M/F/X … why converting gender into data is more complex than often presumed

We have written previously about the exclusionary nature of school data – using the example of non-binary students and the continued restrictive categorisation of either being ‘M’ or ‘F’ in the majority of data sets and system interfaces. 

In critical terms such mis-management can be seen as an egregious example of what Dean Spade terms ‘administrative violence’ on the part of educational institutions, software companies, and other authorities. On a personal level, this is also a telling example of what Sasha Costanza-Chock labels a ‘dysaffordance’ – a term derived from the idea of gender dysphoria, describing where a system forces individuals to mis-identify themselves in order to continue the interaction

Yet, in simple data science terms the continued use of M/F binaries is increasingly out of step with current best practice. In basic terms of statistical validity, the decision to restrict gender to a finite number of closed categories (usually ‘Male’ or ‘Female’) is now understood by growing numbers of data scientists to fly in the face of widely accepted norms that gender is fluid rather than compliant with a small set of fixed categories.

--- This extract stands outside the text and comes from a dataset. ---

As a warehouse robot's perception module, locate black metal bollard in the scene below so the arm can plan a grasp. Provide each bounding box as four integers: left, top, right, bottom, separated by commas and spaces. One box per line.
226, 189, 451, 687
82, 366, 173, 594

Instead, data science conventions are changing to reflect the social fact that growing numbers of people now identify with a gender that is not exclusively male or female, alongside growing numbers of people now identifying with a gender that is not the sex they were assigned at birth or during infancy. 

As such, many statisticians and official agencies now follow the requirement to include a ‘three-option’ indication of ‘gender’, which includes the option for individuals to self-identify and self-describe their gender. At the very least, this results in a ‘ternary’ of categories along the lines of M/F/X – where X refers to ‘Non-binary sex’, ‘Genderqueer’, ‘Gender-fluid’ or simply ‘Another term’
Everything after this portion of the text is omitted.